En même temps ce sont des années de reconstruction et d’essor du mouvement socialiste et syndicaliste (création du parti ouvrier socialiste révolutionnaire par le communard Allemane, premières manifestations du 1ermai…). Ludger baigne donc dans cette atmosphère complexe à la fois marquée par le retour de l’espérance transformatrice et un pessimisme social sur la République.

Une pièce jamais jouée !
La pièce était destinée au Théâtre de la Villette (elle est même annoncée dans la presse dans le courant de février 1871). Le Théâtre de la Villette (qui devient quelques années après Les Folies parisiennes) était situé 29 rue de Flandre (bâtiment aujourd’hui disparu). Au cœur d’un quartier qui avait vu club et barricades pendant la Commune, le théâtre donnait volontiers dans la pièce révolutionnaire. De très nombreuses réunions politiques s’y tenaient. En décembre 1890, on y avait donné, avec beaucoup de succès, la pièce de Louise Michel, La Grève. Rien d’étonnant, donc, que Maxime Lisbonne, qui avait fait jouer en 1889 La Mort de Delescluze dans sa Taverne des frites révolutionnaires, ait tenté de donner, en février 1891, la pièce d’Ary Ludger dans le Théâtre de La Villette. Mais le couperet tombe le 25 février 1891, la censure interdit la pièce (aucun motif n’est explicité dans le dossier aux Archives nationales). On ne trouve guère de traces de protestations devant cette décision ; mais peut-être le contenu de la pièce d’Ary Ludger l’explique-t-il ? Nous y reviendrons.

Il est temps, donc, d’aborder le contenu de cette pièce qui n’a jamais été jouée et n’avait été lue que par une poignée de républicains socialistes avancés du Bordelais en 1908 ! En aucun cas donc, on ne cherchera à répondre ici à la question de l’accueil ou de l’écho de cette pièce inconnue…

La pièce
Chacun, à la lecture du texte, pourra se faire une opinion, mais il importe de noter quelques éléments importants.
Et tout d’abord noter que la pièce n’est pas sans qualités théâtrales. L’organisation paraît solide en actes, tableaux et scènes qui s’enchaînent correctement. Sans être spécialiste de la question, je pourrais noter que les indications scéniques pourraient contribuer à fabriquer une pièce vivante et sensible.

Un conte moral
Par ailleurs dans l’Histoire est construite, suivant un procédé assez classique, une histoire qui, sans doute, n’a rien de très originale, mais qui permet à certains moments d’ajouter une émotion ou une adhésion.

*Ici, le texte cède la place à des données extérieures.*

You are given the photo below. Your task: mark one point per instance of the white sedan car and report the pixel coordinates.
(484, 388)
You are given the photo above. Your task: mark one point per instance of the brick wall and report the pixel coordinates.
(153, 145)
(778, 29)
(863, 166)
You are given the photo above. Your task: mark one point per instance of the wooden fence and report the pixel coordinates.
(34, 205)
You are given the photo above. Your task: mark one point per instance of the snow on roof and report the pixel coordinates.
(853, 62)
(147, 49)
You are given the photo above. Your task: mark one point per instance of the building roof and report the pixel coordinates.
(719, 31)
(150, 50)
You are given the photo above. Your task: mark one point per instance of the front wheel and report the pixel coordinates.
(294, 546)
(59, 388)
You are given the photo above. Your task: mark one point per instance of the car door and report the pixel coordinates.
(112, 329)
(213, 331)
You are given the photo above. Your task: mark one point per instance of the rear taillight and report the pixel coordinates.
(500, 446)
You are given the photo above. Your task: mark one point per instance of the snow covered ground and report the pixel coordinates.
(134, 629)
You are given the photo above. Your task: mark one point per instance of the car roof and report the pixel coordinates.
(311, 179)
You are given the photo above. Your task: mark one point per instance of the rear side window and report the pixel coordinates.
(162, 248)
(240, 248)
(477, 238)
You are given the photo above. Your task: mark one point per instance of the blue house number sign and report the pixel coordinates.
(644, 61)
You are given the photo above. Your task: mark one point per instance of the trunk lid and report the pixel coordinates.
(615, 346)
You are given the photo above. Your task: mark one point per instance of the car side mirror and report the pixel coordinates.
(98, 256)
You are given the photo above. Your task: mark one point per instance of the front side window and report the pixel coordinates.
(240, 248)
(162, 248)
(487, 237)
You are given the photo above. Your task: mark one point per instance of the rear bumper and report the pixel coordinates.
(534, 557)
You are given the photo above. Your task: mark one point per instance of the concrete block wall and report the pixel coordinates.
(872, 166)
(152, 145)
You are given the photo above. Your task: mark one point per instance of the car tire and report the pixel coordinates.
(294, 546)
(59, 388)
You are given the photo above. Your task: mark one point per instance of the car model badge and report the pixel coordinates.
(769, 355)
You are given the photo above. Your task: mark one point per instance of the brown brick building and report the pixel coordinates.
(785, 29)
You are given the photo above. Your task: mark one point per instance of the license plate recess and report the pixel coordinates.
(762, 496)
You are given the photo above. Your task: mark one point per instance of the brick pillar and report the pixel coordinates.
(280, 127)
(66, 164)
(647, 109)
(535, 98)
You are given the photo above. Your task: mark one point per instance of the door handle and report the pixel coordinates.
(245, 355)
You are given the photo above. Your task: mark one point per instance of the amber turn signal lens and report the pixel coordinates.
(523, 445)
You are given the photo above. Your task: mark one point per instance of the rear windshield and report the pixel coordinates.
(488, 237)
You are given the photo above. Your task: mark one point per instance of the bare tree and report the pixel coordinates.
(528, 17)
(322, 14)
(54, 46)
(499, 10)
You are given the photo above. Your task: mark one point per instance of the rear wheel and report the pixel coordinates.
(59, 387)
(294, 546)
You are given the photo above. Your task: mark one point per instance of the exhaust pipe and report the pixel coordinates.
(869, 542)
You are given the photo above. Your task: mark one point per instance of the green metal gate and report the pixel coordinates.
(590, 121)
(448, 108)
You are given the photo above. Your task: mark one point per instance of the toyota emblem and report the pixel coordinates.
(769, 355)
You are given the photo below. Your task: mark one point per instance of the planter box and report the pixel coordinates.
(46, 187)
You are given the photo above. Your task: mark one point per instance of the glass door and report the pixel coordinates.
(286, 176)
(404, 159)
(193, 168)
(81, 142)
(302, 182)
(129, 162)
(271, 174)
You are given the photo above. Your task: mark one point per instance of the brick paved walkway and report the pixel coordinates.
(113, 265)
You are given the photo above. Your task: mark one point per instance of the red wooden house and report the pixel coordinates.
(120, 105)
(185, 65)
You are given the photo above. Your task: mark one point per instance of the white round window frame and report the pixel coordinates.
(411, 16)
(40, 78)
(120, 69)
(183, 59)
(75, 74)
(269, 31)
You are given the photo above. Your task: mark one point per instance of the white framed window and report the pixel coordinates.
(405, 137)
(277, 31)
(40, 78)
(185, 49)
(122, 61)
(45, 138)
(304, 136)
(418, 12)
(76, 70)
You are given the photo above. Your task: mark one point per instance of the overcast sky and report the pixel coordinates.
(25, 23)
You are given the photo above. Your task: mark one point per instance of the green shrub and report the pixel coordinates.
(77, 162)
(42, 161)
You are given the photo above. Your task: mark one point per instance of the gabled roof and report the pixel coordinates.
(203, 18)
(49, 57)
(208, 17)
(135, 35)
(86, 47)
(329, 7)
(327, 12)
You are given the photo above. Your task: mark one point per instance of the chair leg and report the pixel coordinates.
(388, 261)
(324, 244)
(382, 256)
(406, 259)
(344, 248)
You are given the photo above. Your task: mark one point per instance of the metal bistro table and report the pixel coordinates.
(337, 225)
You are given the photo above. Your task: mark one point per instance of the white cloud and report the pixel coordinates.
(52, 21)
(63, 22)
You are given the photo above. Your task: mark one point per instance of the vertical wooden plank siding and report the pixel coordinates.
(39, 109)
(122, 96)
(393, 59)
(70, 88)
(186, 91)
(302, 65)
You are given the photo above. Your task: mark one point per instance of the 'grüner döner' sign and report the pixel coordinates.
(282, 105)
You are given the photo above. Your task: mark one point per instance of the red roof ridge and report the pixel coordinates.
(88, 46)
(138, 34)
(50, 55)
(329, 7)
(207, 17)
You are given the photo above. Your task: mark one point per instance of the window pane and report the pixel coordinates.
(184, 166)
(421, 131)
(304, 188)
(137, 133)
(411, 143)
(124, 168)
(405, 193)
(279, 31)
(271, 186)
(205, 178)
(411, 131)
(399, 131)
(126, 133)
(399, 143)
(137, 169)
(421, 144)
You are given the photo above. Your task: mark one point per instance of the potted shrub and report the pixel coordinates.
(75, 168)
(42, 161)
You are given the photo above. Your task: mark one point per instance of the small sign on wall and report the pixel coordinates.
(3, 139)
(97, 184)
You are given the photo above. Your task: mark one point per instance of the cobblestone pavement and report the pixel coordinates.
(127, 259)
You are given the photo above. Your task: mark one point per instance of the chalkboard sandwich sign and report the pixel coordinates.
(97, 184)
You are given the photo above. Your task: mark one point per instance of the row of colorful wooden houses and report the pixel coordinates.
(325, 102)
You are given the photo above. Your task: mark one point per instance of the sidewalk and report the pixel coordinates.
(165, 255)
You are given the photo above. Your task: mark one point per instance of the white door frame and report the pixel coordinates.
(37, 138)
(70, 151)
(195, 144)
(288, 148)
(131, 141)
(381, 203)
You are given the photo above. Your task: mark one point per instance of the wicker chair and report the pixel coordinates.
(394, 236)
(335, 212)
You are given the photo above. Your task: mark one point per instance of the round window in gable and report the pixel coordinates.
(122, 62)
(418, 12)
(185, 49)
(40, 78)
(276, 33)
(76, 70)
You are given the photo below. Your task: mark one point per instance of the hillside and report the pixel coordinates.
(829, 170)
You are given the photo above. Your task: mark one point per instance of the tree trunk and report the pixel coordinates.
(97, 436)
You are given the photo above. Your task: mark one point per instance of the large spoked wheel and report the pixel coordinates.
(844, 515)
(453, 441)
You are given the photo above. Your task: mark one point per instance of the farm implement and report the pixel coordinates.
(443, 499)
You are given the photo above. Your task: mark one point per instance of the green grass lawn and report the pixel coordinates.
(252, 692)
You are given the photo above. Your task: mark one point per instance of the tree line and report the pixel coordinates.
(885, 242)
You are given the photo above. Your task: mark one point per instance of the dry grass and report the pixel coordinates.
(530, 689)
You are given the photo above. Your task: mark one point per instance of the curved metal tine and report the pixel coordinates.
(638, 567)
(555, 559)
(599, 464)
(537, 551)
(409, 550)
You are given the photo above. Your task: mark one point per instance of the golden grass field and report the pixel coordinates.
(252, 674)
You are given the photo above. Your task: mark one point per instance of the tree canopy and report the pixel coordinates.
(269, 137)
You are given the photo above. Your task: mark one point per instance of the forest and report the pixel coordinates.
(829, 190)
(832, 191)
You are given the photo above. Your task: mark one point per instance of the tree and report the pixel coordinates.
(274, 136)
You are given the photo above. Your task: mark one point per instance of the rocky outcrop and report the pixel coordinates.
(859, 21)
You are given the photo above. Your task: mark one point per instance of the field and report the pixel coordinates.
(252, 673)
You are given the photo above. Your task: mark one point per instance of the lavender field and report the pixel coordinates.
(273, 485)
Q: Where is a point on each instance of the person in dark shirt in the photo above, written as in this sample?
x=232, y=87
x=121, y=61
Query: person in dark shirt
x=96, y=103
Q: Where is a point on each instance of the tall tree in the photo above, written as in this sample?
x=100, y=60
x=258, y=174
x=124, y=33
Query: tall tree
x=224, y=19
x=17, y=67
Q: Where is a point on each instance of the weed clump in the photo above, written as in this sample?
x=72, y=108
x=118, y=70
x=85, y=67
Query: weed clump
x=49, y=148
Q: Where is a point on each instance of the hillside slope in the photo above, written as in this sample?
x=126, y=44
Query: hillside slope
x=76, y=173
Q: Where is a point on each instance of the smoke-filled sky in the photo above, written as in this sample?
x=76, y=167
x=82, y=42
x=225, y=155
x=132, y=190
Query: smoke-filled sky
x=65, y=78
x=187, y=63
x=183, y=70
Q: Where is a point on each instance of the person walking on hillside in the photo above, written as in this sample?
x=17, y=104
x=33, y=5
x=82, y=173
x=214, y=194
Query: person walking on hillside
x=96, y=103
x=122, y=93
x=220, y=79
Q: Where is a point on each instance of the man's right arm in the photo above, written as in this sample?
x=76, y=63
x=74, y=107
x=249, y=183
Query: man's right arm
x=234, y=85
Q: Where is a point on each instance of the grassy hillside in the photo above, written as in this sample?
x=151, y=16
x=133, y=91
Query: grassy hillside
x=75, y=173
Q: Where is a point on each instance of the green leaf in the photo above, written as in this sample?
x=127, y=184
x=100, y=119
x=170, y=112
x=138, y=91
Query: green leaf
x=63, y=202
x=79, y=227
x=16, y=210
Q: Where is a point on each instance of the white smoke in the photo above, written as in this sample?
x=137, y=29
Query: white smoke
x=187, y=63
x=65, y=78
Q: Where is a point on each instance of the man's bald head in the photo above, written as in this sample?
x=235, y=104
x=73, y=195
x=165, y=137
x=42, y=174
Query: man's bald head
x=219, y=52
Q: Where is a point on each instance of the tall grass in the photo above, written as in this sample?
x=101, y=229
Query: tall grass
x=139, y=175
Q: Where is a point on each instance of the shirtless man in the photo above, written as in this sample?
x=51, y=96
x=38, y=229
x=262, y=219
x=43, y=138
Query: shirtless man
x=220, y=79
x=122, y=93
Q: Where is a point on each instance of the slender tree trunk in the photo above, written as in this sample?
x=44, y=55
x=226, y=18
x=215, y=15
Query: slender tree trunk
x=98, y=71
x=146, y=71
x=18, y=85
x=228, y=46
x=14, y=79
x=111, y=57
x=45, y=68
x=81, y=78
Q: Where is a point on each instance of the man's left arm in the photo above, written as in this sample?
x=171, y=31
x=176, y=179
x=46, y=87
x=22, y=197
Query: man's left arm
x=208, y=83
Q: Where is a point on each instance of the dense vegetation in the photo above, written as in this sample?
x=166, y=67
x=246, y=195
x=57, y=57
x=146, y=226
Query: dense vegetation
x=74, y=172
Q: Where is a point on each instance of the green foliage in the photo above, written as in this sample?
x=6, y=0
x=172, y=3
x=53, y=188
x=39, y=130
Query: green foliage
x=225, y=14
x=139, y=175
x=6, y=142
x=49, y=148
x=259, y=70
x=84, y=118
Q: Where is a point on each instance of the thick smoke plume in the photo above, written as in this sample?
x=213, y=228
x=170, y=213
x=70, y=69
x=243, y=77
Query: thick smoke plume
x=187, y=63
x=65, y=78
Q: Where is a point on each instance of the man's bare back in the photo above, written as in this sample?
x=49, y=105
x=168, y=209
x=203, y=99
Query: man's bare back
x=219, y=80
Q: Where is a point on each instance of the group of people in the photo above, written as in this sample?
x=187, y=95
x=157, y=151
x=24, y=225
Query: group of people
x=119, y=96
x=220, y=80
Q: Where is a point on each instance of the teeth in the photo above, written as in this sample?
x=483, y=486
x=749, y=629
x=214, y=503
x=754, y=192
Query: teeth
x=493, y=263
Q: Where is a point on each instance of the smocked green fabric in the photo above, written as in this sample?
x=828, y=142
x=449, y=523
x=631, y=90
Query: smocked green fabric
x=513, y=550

Ce petit roman moral dans la pièce met en scène cinq personnages. Bismarck, présenté comme un friand amateur de Parisiennes (de nombreux libelles de la propagande française pendant la guerre franco-prussienne de 1870-1871 montraient le chancelier allemand sous cet aspect d’homme à femmes prêt aux pires violences pour satisfaire sa faim sexuelle). Son homme à tout faire, Flahutt, lui présente la jolie Julie Raison. Le père de Julie est un bistrotier communard qui n’a pas hésité à casser son bâton sur la tête d’un soldat prussien incorrect à l’égard de sa fille. Il est condamné à mort. Julie obtiendra sa grâce en se livrant à Bismarck.
Bien sûr, Julie a un amoureux, le lieutenant de l’armée (mais rallié à la Commune) Raoul Mondroit, à qui elle ne peut dire la vérité. Et une incompréhension s’établit entre les deux amants. La réconciliation ne pourra se faire que dans les dernières heures de la Semaine sanglante et l’affreux Flahutt sera abattu par le père Raison.
Ce petit conte qui reprend nombre de traits du roman populaire du 19e siècle (la jeune fille séduite et vertueuse, le charme de la Parisienne, le jeune amant peu compréhensif, la vengeance paternelle…) est aussi une occasion de dénoncer le système de domination sexuelle des puissants sur le peuple.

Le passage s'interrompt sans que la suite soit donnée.